You will love this potato dish, which comes with its unique subtle taste of spices and the creaminess of coconut gravy. This is traditionally an Indian dish, which is made with tomato gravy and fresh cream something that I modified by adding a little bit of coconut milk to it to give it more flavour and taste. It looks very tempting as well as ideal with rice or just rotis.
What you need to make this dish:
|Small whole potatoes (Charlotte potatoes are perfect)||10|
|Onion ( chopped)||1|
|Maggie Coconut milk powder or fresh coconut milk||1/4 cup|
|Plain yoghurt (Optional)||3 tbsp|
|Red chili powder||1/2 tsp|
|Turmeric powder, coriander powder, garam masala powder||1/2 tsp each|
|Tomato puree||1/4 cup|
|Kasthuri methi||1 tsp|
|Plain flour and corn flour||3 tbsp each|
|Ginger garlic paste or grated|
Let’s make :
Boil it & Fry it
- First boil potatoes almost done. Peel and let cool.
- Mix plain flour and corn flour together and season with little salt and pepper.
- Roll the whole potatoes in flour mixture.
- Pan fry with little oil until golden. Keep aside.
- Fry onion in little oil until golden.
- Add ginger garlic paste. fry.
- Add chili powder, turmeric , salt and masala. fry a little while.
- Add tomato puree and fry continuously string.
- Now its time to add yoghurt . Stir until bubbly.
- Add potatoes and mix well with the gravy.
- Add 1/2 cup warm water, cover and let it boil.
- Add coconut milk powder or coconut milk and cook until the gravy turns thick.
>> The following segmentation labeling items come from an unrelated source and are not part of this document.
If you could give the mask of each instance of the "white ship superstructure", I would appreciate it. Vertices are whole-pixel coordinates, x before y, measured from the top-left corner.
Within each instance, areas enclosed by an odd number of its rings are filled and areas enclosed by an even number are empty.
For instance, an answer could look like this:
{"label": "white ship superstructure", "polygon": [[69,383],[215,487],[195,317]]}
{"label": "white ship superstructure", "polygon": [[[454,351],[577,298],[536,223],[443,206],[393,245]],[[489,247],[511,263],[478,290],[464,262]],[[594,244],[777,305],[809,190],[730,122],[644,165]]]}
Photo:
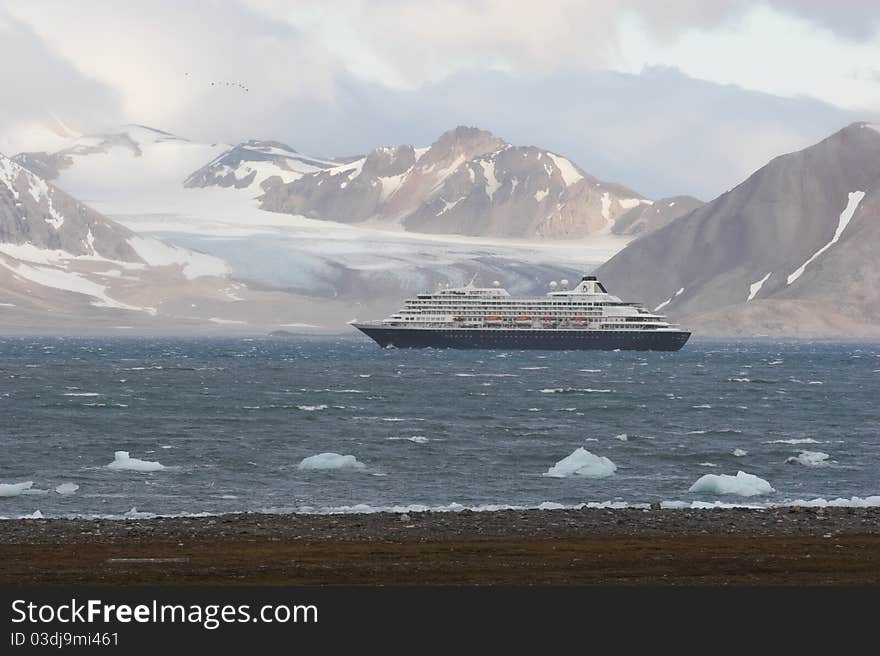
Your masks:
{"label": "white ship superstructure", "polygon": [[417,294],[386,319],[353,323],[384,347],[677,351],[690,333],[608,293],[595,276],[573,289],[513,297],[497,283]]}
{"label": "white ship superstructure", "polygon": [[[551,286],[556,288],[555,283]],[[513,297],[500,287],[441,288],[404,301],[381,323],[410,328],[677,330],[663,315],[609,294],[593,276],[545,296]]]}

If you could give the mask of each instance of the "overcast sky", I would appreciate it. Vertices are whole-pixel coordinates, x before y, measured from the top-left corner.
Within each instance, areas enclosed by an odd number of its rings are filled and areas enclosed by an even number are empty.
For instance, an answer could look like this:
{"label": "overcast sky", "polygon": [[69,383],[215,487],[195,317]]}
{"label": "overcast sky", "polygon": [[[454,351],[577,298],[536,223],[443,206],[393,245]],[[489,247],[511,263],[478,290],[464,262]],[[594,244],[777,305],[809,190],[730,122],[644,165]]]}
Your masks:
{"label": "overcast sky", "polygon": [[880,120],[880,3],[0,0],[0,83],[10,154],[52,117],[325,155],[467,124],[710,199]]}

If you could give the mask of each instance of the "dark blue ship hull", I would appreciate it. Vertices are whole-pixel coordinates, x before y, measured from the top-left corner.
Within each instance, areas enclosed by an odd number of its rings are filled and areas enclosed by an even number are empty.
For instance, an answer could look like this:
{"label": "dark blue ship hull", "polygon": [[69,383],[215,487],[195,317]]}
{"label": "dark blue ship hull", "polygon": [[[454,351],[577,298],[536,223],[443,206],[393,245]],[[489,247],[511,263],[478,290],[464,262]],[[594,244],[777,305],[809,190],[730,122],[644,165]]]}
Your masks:
{"label": "dark blue ship hull", "polygon": [[352,324],[383,348],[677,351],[681,330],[547,330],[529,328],[393,328]]}

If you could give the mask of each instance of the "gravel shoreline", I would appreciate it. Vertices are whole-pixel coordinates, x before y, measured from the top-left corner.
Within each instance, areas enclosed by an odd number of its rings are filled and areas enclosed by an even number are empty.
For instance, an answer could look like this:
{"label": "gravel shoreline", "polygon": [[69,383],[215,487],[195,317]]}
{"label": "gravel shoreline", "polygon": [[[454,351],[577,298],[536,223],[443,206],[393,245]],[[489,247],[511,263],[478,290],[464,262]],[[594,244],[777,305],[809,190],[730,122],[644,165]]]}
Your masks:
{"label": "gravel shoreline", "polygon": [[880,534],[880,508],[496,510],[336,515],[240,513],[150,519],[17,519],[0,544],[139,540],[446,541],[560,537],[821,537]]}
{"label": "gravel shoreline", "polygon": [[880,586],[880,508],[5,520],[0,585]]}

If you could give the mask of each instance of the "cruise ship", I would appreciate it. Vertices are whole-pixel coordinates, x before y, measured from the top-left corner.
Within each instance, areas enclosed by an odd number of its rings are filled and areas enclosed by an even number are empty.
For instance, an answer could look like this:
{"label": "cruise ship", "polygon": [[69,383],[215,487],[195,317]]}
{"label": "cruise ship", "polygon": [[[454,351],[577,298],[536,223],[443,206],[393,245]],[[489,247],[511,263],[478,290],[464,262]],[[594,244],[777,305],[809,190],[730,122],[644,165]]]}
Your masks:
{"label": "cruise ship", "polygon": [[677,351],[690,332],[640,303],[609,294],[595,276],[575,287],[550,283],[538,297],[513,297],[495,282],[418,294],[379,321],[351,325],[385,348]]}

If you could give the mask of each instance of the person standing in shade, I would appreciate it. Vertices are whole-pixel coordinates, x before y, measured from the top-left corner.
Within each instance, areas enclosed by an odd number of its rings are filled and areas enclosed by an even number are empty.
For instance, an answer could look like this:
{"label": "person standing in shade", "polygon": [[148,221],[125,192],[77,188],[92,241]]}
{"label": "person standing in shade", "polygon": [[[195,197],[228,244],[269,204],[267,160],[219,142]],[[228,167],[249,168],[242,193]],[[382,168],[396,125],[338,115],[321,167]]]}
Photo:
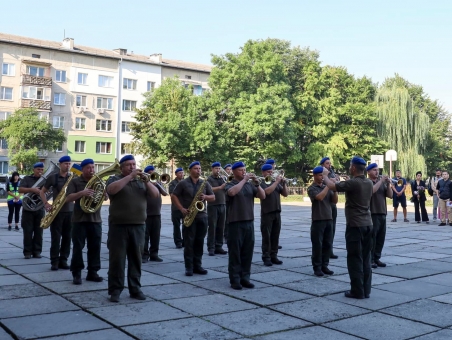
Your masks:
{"label": "person standing in shade", "polygon": [[312,173],[314,174],[314,182],[308,188],[308,196],[312,203],[312,267],[316,276],[333,275],[334,272],[328,269],[328,264],[333,239],[332,203],[337,203],[337,192],[331,191],[323,184],[322,166],[315,167]]}
{"label": "person standing in shade", "polygon": [[[177,168],[174,173],[176,175],[176,178],[173,179],[168,186],[168,192],[170,195],[173,193],[174,189],[176,189],[177,184],[184,179],[184,169]],[[177,207],[171,202],[171,221],[173,222],[173,239],[176,248],[179,249],[184,246],[184,240],[182,239],[182,233],[180,231],[183,219],[184,216],[182,215],[180,210],[177,209]]]}
{"label": "person standing in shade", "polygon": [[[264,164],[261,168],[262,177],[271,176],[273,167]],[[287,184],[281,176],[266,184],[260,184],[265,192],[265,199],[261,199],[261,233],[262,233],[262,261],[264,265],[282,264],[278,259],[279,234],[281,233],[281,197],[287,197]]]}
{"label": "person standing in shade", "polygon": [[372,217],[372,268],[386,267],[380,261],[386,238],[386,215],[388,214],[386,198],[392,198],[391,183],[388,176],[379,178],[377,163],[371,163],[366,168],[367,176],[373,183],[373,194],[370,200],[370,214]]}
{"label": "person standing in shade", "polygon": [[[83,248],[87,244],[88,274],[86,281],[102,282],[103,278],[97,272],[100,270],[100,248],[102,242],[102,217],[101,209],[94,213],[85,213],[81,206],[82,197],[93,197],[96,192],[87,189],[86,185],[94,176],[94,161],[87,158],[80,164],[82,174],[74,178],[67,188],[66,202],[74,202],[72,214],[72,259],[71,272],[72,283],[82,284],[82,270],[85,268],[83,261]],[[106,197],[104,198],[106,199]]]}
{"label": "person standing in shade", "polygon": [[[47,178],[44,187],[41,190],[41,199],[44,202],[46,211],[52,209],[52,205],[47,202],[45,193],[47,190],[53,189],[53,200],[63,189],[66,181],[69,179],[69,170],[71,168],[71,157],[63,156],[59,159],[60,171]],[[74,211],[74,203],[67,202],[55,216],[50,225],[50,264],[51,270],[69,269],[67,260],[71,252],[71,228],[72,228],[72,212]]]}
{"label": "person standing in shade", "polygon": [[201,176],[201,165],[198,161],[190,164],[188,167],[190,175],[188,178],[182,180],[174,189],[171,194],[171,200],[173,204],[180,210],[185,217],[189,211],[193,200],[202,201],[204,203],[204,210],[198,211],[193,223],[187,227],[183,226],[184,235],[184,262],[185,262],[185,275],[193,276],[193,273],[205,275],[207,270],[202,267],[202,254],[204,248],[204,238],[207,233],[207,214],[206,214],[206,202],[213,202],[215,195],[209,182],[206,183],[204,190],[196,197],[199,188],[204,182],[199,177]]}
{"label": "person standing in shade", "polygon": [[402,178],[402,172],[400,170],[396,170],[396,177],[393,178],[396,181],[402,181],[402,185],[395,183],[392,186],[393,196],[392,196],[392,206],[394,207],[394,219],[391,222],[397,222],[397,209],[399,208],[399,203],[403,209],[403,222],[409,222],[407,219],[407,210],[406,210],[406,179]]}
{"label": "person standing in shade", "polygon": [[[334,173],[333,166],[331,165],[331,160],[329,157],[323,157],[320,161],[320,165],[328,169],[328,178],[333,182],[340,182],[338,175]],[[337,206],[336,203],[331,203],[331,213],[333,215],[333,227],[331,230],[331,250],[330,259],[337,259],[338,256],[333,252],[334,236],[336,235],[336,220],[337,220]]]}
{"label": "person standing in shade", "polygon": [[[155,171],[153,165],[148,165],[144,168],[144,172],[147,174],[152,174]],[[153,183],[157,188],[159,194],[156,198],[147,196],[147,217],[146,217],[146,232],[144,235],[144,248],[142,261],[148,262],[162,262],[162,258],[159,256],[159,245],[160,245],[160,230],[162,229],[162,218],[160,211],[162,210],[162,195],[167,196],[168,193],[165,191],[161,184],[157,182]],[[149,247],[150,245],[150,247]]]}
{"label": "person standing in shade", "polygon": [[6,198],[6,202],[8,203],[8,230],[12,229],[11,223],[13,223],[13,215],[14,222],[16,223],[14,229],[19,230],[20,208],[22,207],[22,199],[24,197],[19,193],[19,186],[19,173],[14,171],[6,185],[6,189],[8,191],[8,197]]}
{"label": "person standing in shade", "polygon": [[[19,193],[35,194],[41,192],[41,188],[33,188],[33,185],[41,178],[44,171],[44,163],[38,162],[33,165],[33,175],[25,176],[20,181]],[[41,258],[42,252],[42,232],[41,220],[44,217],[44,208],[31,211],[24,205],[22,210],[22,229],[24,232],[24,256],[30,259],[31,256]]]}
{"label": "person standing in shade", "polygon": [[119,302],[124,289],[127,258],[127,286],[130,297],[146,300],[141,291],[141,254],[144,246],[146,197],[158,197],[157,188],[136,168],[135,158],[126,155],[119,161],[120,175],[107,181],[110,197],[108,216],[109,252],[108,294],[111,302]]}
{"label": "person standing in shade", "polygon": [[[207,217],[209,221],[209,230],[207,232],[207,251],[209,256],[214,254],[227,254],[223,249],[224,224],[226,220],[226,202],[224,187],[226,181],[220,176],[221,164],[215,162],[212,164],[212,175],[207,181],[215,194],[215,201],[207,206]],[[226,179],[227,180],[227,179]]]}
{"label": "person standing in shade", "polygon": [[[243,162],[232,165],[234,179],[226,184],[228,204],[229,281],[236,290],[254,288],[250,282],[254,249],[254,197],[265,199],[265,192],[254,174],[246,173]],[[251,184],[250,179],[253,181]]]}
{"label": "person standing in shade", "polygon": [[372,285],[370,200],[373,183],[364,177],[366,164],[361,157],[353,157],[349,168],[353,178],[339,183],[331,181],[328,178],[329,170],[323,169],[323,181],[328,188],[345,192],[345,242],[351,288],[344,295],[355,299],[368,298]]}

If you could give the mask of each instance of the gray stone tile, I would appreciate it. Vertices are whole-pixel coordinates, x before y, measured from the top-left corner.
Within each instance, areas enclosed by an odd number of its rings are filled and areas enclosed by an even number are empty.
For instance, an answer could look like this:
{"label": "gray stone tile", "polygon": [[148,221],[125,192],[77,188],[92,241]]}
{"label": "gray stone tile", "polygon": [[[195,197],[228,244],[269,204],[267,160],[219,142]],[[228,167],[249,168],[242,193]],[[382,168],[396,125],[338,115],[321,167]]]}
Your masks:
{"label": "gray stone tile", "polygon": [[283,303],[271,306],[271,308],[281,313],[289,314],[315,324],[369,313],[367,309],[354,307],[324,298],[313,298],[302,301]]}
{"label": "gray stone tile", "polygon": [[244,336],[254,336],[311,325],[307,321],[283,315],[266,308],[253,310],[253,313],[250,313],[250,311],[240,311],[211,315],[203,317],[203,319]]}
{"label": "gray stone tile", "polygon": [[228,331],[211,322],[188,318],[125,327],[124,330],[139,339],[185,340],[185,339],[237,339],[237,333]]}
{"label": "gray stone tile", "polygon": [[[109,324],[82,311],[32,315],[23,318],[2,319],[1,321],[21,339],[111,328]],[[24,325],[27,326],[24,327]]]}
{"label": "gray stone tile", "polygon": [[190,316],[157,301],[92,308],[90,312],[117,326],[182,319]]}
{"label": "gray stone tile", "polygon": [[378,312],[334,321],[325,326],[370,340],[409,339],[438,330],[433,326]]}
{"label": "gray stone tile", "polygon": [[245,309],[257,308],[238,299],[234,299],[222,294],[211,294],[195,296],[189,298],[166,300],[167,304],[196,316],[210,315],[217,313],[235,312]]}

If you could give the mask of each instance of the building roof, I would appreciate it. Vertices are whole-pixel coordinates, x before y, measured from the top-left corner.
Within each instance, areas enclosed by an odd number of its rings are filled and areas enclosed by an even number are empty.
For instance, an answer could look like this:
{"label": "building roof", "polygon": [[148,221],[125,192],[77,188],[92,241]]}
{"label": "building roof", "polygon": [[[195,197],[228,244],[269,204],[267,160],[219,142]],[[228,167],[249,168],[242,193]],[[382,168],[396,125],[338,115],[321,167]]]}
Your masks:
{"label": "building roof", "polygon": [[172,59],[166,59],[166,58],[162,58],[161,62],[158,62],[155,60],[155,58],[151,59],[149,56],[145,56],[145,55],[133,54],[133,53],[120,54],[113,50],[111,50],[111,51],[103,50],[103,49],[98,49],[98,48],[94,48],[94,47],[75,45],[75,44],[74,44],[74,48],[70,49],[70,48],[64,47],[62,42],[35,39],[35,38],[23,37],[23,36],[19,36],[19,35],[6,34],[6,33],[1,33],[1,32],[0,32],[0,42],[18,44],[18,45],[27,45],[27,46],[31,46],[31,47],[40,47],[40,48],[58,50],[58,51],[67,51],[69,53],[80,53],[80,54],[86,54],[86,55],[92,55],[92,56],[98,56],[98,57],[113,58],[113,59],[118,59],[118,60],[123,59],[123,60],[128,60],[128,61],[146,63],[146,64],[160,65],[163,67],[178,68],[178,69],[185,69],[185,70],[192,70],[192,71],[199,71],[199,72],[206,72],[206,73],[210,73],[210,71],[212,70],[211,65],[190,63],[190,62],[186,62],[186,61],[172,60]]}

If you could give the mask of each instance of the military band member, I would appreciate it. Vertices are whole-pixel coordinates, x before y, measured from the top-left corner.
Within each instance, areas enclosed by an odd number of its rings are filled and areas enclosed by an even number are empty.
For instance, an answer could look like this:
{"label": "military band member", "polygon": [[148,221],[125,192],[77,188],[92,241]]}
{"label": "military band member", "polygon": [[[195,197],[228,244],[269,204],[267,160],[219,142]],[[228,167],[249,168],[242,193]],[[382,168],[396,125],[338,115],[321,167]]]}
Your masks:
{"label": "military band member", "polygon": [[308,188],[308,195],[312,202],[311,208],[311,242],[312,267],[314,275],[333,275],[328,269],[333,239],[333,213],[332,204],[337,203],[337,193],[331,191],[323,184],[323,167],[318,166],[312,170],[314,182]]}
{"label": "military band member", "polygon": [[254,288],[250,282],[251,261],[254,248],[254,197],[265,199],[265,192],[250,179],[256,179],[254,174],[247,174],[243,162],[232,166],[234,179],[226,184],[225,190],[229,196],[228,203],[228,251],[229,251],[229,281],[236,290]]}
{"label": "military band member", "polygon": [[[182,168],[177,168],[174,173],[176,175],[176,178],[173,179],[168,186],[168,192],[170,195],[173,193],[177,184],[184,179],[185,175],[184,169]],[[184,216],[182,215],[181,211],[177,209],[174,203],[171,202],[171,221],[173,222],[173,239],[176,248],[179,249],[184,246],[184,240],[182,239],[182,233],[180,231],[183,219]]]}
{"label": "military band member", "polygon": [[344,295],[355,299],[368,298],[372,284],[372,218],[369,206],[373,183],[364,177],[366,165],[361,157],[353,157],[349,168],[353,178],[336,183],[328,178],[329,170],[323,170],[323,181],[328,188],[345,192],[345,242],[351,288]]}
{"label": "military band member", "polygon": [[[144,168],[144,172],[147,174],[152,174],[155,171],[153,165],[148,165]],[[162,195],[167,196],[168,193],[165,191],[161,184],[157,182],[153,183],[157,188],[159,194],[158,197],[153,198],[147,196],[147,217],[146,217],[146,232],[144,236],[144,249],[142,255],[142,261],[147,262],[155,261],[162,262],[162,258],[159,256],[159,245],[160,245],[160,230],[162,228],[162,219],[160,216],[160,211],[162,209]],[[149,247],[150,245],[150,247]]]}
{"label": "military band member", "polygon": [[[333,169],[333,167],[331,165],[331,160],[330,160],[329,157],[323,157],[322,160],[320,161],[320,165],[323,166],[324,168],[328,169],[328,171],[329,171],[328,178],[330,178],[334,182],[340,182],[339,176],[334,173],[334,169]],[[336,235],[336,220],[337,220],[336,203],[331,203],[331,211],[332,211],[332,214],[333,214],[333,227],[332,227],[332,230],[331,230],[330,259],[337,259],[338,256],[335,255],[334,251],[333,251],[334,236]]]}
{"label": "military band member", "polygon": [[135,158],[126,155],[119,161],[120,175],[111,176],[107,181],[110,197],[108,216],[109,269],[108,294],[110,301],[119,302],[124,289],[125,264],[127,266],[127,286],[130,297],[146,300],[141,291],[141,254],[144,245],[146,221],[146,197],[158,197],[157,188],[136,168]]}
{"label": "military band member", "polygon": [[[261,168],[262,177],[271,176],[271,164],[264,164]],[[262,233],[262,261],[264,265],[282,264],[278,259],[279,234],[281,233],[281,197],[287,197],[287,184],[281,176],[277,176],[271,184],[261,182],[265,191],[265,199],[261,199],[261,233]]]}
{"label": "military band member", "polygon": [[[203,183],[201,176],[201,165],[195,161],[188,167],[189,177],[180,181],[171,194],[171,201],[180,210],[185,217],[190,212],[188,208],[194,199],[199,201],[213,202],[215,195],[210,184],[207,182],[203,192],[195,197],[199,187]],[[193,273],[205,275],[207,270],[202,267],[202,254],[204,248],[204,238],[207,233],[207,214],[206,203],[204,202],[204,210],[198,211],[191,226],[182,227],[184,235],[184,261],[185,275],[192,276]]]}
{"label": "military band member", "polygon": [[[20,181],[19,193],[40,195],[40,188],[32,186],[41,178],[44,171],[44,163],[39,162],[33,165],[33,175],[25,176]],[[24,204],[22,210],[22,229],[24,233],[24,256],[30,259],[31,256],[41,258],[42,252],[42,232],[41,220],[44,217],[44,209],[31,211]]]}
{"label": "military band member", "polygon": [[[100,269],[100,248],[102,242],[102,218],[101,209],[94,213],[85,213],[80,207],[82,197],[93,197],[96,193],[93,189],[87,189],[88,181],[94,176],[94,161],[85,159],[80,164],[82,174],[74,178],[67,188],[66,202],[74,202],[72,214],[72,259],[71,272],[76,285],[82,284],[83,248],[87,244],[88,274],[87,281],[102,282],[103,278],[97,272]],[[106,197],[104,198],[106,199]]]}
{"label": "military band member", "polygon": [[215,201],[207,206],[207,217],[209,230],[207,232],[207,250],[210,256],[214,254],[227,254],[223,249],[223,233],[226,221],[226,202],[224,187],[227,179],[220,176],[221,164],[215,162],[212,164],[212,175],[207,181],[215,194]]}
{"label": "military band member", "polygon": [[[44,202],[46,211],[52,209],[52,205],[47,202],[45,193],[53,189],[53,200],[63,189],[69,178],[69,170],[71,168],[71,157],[63,156],[58,160],[60,171],[54,175],[50,175],[42,190],[41,199]],[[67,202],[55,216],[50,225],[50,264],[51,270],[69,269],[67,260],[71,252],[71,228],[72,228],[72,212],[74,211],[74,202]]]}
{"label": "military band member", "polygon": [[374,185],[372,199],[370,200],[370,213],[373,224],[372,268],[386,267],[386,264],[381,262],[380,258],[386,238],[386,215],[388,213],[386,198],[392,198],[392,189],[387,176],[378,178],[379,171],[377,163],[369,164],[366,171]]}

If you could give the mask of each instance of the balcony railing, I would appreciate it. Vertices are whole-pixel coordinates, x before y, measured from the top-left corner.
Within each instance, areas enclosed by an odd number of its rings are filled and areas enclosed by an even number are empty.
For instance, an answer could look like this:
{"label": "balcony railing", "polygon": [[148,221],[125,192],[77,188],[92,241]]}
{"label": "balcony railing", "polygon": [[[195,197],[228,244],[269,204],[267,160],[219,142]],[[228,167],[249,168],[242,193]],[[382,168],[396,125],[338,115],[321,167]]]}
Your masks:
{"label": "balcony railing", "polygon": [[22,99],[21,107],[23,108],[35,108],[39,110],[52,111],[50,101],[38,100],[38,99]]}
{"label": "balcony railing", "polygon": [[23,74],[22,75],[22,84],[23,85],[52,86],[52,78],[51,77],[38,77],[38,76],[31,76],[29,74]]}

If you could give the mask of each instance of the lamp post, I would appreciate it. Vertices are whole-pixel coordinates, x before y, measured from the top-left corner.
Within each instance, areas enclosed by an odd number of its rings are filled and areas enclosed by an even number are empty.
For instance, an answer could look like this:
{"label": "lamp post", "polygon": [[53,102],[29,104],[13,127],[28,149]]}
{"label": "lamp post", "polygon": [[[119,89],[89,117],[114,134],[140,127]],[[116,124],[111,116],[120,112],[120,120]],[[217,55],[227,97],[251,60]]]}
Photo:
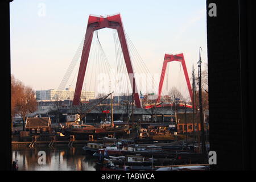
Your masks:
{"label": "lamp post", "polygon": [[199,61],[198,62],[198,76],[199,76],[199,109],[200,114],[200,123],[201,123],[201,141],[202,141],[202,153],[203,155],[205,155],[205,140],[204,136],[204,117],[203,113],[203,105],[202,105],[202,84],[201,84],[201,65],[202,61],[201,59],[201,50],[202,50],[200,47],[199,49]]}

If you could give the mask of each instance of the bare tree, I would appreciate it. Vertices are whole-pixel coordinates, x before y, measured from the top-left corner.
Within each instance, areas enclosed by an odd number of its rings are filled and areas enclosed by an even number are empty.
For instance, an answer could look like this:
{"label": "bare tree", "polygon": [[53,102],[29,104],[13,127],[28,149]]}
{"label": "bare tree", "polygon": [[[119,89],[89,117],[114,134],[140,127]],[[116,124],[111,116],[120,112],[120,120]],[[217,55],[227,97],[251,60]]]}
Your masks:
{"label": "bare tree", "polygon": [[123,101],[122,105],[124,106],[124,109],[127,114],[127,122],[129,122],[129,115],[131,113],[131,105],[133,104],[132,96],[128,96],[125,97],[126,99]]}
{"label": "bare tree", "polygon": [[[104,94],[98,94],[98,96],[97,96],[97,98],[98,99],[101,99],[102,98],[104,97],[104,96],[105,96]],[[104,101],[102,101],[102,102],[100,103],[97,107],[96,107],[98,111],[100,111],[101,112],[100,114],[100,117],[101,118],[103,119],[103,117],[104,117],[104,114],[103,114],[103,111],[106,110],[108,110],[110,109],[110,106],[109,105],[110,104],[110,101],[109,100],[109,99],[106,99]],[[105,118],[106,119],[106,118]]]}
{"label": "bare tree", "polygon": [[148,98],[148,96],[147,96],[146,105],[144,107],[145,110],[149,114],[150,114],[151,122],[153,122],[153,118],[155,117],[155,114],[158,111],[158,103],[155,98],[150,99]]}
{"label": "bare tree", "polygon": [[20,96],[18,98],[16,108],[17,112],[22,118],[23,129],[25,130],[25,120],[28,114],[32,113],[36,110],[35,92],[29,86],[22,86]]}
{"label": "bare tree", "polygon": [[19,98],[21,97],[23,89],[24,88],[23,84],[14,77],[13,75],[11,75],[11,118],[13,118],[16,114],[18,114],[16,108],[17,104]]}
{"label": "bare tree", "polygon": [[[201,75],[201,83],[202,83],[202,105],[203,109],[204,110],[209,109],[209,92],[208,92],[208,65],[205,64],[205,68],[202,71]],[[198,82],[198,76],[196,78],[196,81]],[[199,94],[198,91],[196,91],[196,102],[199,102]]]}
{"label": "bare tree", "polygon": [[175,87],[172,88],[169,92],[169,96],[171,102],[174,105],[175,108],[176,107],[176,106],[179,104],[180,101],[185,100],[180,92]]}

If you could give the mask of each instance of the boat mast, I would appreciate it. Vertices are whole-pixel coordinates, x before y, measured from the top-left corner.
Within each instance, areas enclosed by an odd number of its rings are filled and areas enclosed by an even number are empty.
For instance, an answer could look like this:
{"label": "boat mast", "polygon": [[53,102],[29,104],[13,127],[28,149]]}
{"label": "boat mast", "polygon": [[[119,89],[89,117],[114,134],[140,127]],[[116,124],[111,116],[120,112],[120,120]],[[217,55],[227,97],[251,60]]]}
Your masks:
{"label": "boat mast", "polygon": [[200,51],[202,48],[199,49],[199,61],[198,62],[198,77],[199,77],[199,108],[200,108],[200,119],[201,123],[201,137],[202,142],[202,153],[205,155],[206,147],[205,147],[205,134],[204,134],[204,118],[203,115],[203,104],[202,104],[202,85],[201,85],[201,65],[202,63],[202,60],[201,59],[201,52]]}
{"label": "boat mast", "polygon": [[113,117],[113,100],[112,93],[111,93],[111,126],[114,127],[114,118]]}

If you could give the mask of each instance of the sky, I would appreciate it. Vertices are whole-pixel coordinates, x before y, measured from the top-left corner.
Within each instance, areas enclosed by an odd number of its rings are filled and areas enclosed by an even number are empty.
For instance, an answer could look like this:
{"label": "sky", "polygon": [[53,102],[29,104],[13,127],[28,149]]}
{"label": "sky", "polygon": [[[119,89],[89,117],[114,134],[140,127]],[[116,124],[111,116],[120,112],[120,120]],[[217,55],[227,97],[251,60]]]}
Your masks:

- Open the lid and crush Kasthuri methi with your palms and drop into the pot.
- Sprinkle garam masala.
- Cook for 5 mins on slow flame.
- Garnish with fresh coriander leaves and sliced red onions on top.
- Serve with hot rice or rotis.
- For a riot of flavours, you can sprinkle a little brown sugar after adding coconut milk.
- Potatoes should be firm, not breaking while cooking ; so add a little salt into the pot while boiling.